Dr. Lecat’s Ventriloscope

It’s always been a challenge to educate medical students on what different sounds mean when using a traditional stethoscope. Students would typically practice on Standardized Patients and other students, meaning they would only typically encounter the sounds coming from a healthy heart.

To fix this, Paul Lecat, M.D., professor of Internal Medicine, Pediatrics, and Family and Community Medicine, invented a device that can help students learn as if they were working with patients, facing the array of conditions they will one day encounter.

Using new technology to educate

Dr. Lecat is educating students using his invention, the Ventriloscope.

The device is similar to a stethoscope, but is also able to mimic sounds made by various conditions, such as a heart murmur. It can play multiple sounds over the same area, is wireless, simple to operate, and multiple accessories are available. These can include a heart trigger that can synchronize to the patient’s pulse; a lung trigger that can synchronize breathing; and a clinical skills learning system, which includes several interactive videos to explain the invention’s use in a more in-depth manner.

So far, the Ventriloscope has been used in over 437 schools in 24 countries – including NEOMED. When Dr. Lecat recently hosted the first large-group exercise with the device at NEOMED, students responded positively, he said.

Since initially creating the Ventriloscope in 2005, Dr. Lecat has obtained 14 patents for the device and one of the largest libraries of sounds made by heart conditions.
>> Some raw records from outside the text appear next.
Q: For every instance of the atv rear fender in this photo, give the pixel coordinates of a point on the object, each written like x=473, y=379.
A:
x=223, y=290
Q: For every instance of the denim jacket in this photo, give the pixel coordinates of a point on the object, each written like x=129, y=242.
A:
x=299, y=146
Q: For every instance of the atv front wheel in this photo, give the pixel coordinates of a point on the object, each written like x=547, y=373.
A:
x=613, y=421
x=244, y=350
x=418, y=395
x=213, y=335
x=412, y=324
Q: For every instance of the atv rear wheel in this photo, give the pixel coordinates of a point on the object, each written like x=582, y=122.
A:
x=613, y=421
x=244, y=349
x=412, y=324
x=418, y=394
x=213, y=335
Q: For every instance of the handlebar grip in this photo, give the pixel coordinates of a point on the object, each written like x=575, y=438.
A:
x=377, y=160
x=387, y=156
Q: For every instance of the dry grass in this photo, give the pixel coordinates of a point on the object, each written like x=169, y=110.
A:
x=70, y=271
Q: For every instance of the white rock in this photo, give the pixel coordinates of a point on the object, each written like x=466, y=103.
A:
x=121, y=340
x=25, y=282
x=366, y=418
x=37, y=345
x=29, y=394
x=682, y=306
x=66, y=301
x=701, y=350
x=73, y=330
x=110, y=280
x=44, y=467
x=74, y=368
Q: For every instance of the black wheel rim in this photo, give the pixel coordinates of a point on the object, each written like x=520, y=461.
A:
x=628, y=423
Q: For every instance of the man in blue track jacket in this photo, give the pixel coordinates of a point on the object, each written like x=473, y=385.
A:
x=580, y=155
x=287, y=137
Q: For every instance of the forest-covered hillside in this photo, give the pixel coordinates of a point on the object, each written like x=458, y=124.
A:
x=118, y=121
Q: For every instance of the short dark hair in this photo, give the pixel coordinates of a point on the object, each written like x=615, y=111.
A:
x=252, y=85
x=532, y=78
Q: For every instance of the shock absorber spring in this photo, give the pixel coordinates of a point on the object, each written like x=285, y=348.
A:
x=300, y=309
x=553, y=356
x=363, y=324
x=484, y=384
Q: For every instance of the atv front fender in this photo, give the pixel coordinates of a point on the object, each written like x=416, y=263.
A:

Asked where he came up with the inspiration for this device, Dr. Lecat explained that he believes examinations are not as thorough as they used to be.

“Technology is important in the follow-up to a physical exam, but technology will never replace the physical exam. It should be that a physical exam directs us to use technology efficiently and intelligently, without overburdening our patients,” he said.

This line of thought led him to invent the Ventriloscope.

Using the Ventriloscope in the classroom

Dr. Lecat recalled that when he was the medical director of Wasson Center for Clinical Skills Training, Assessment, and Scholarship, students would have to conduct thorough examinations but then be given a paper with all the abnormal physical findings. With the Ventriloscope, students can conduct those physical examinations and make their own findings accurately.

Dr. Lecat stated, “It is much easier for students to learn about — and hear – heart , lung and other sounds ‘in context.’ This means hearing sounds integrated with a case with symptoms and putting the stethoscope on a live person — not just hearing sounds through headphones or speakers or listening to a mannequin.”

The next steps for his invention, he said, are to develop more cases incorporating an exam with the Ventriloscope and perhaps a video ‘textbook’ of exam techniques that are being lost.

 

Correction: Dr. Lecat’s title was originally listed as director of Student Affair in the College of Medicine. His correct title is professor of Internal Medicine, Pediatrics, and Family and Community Medicine.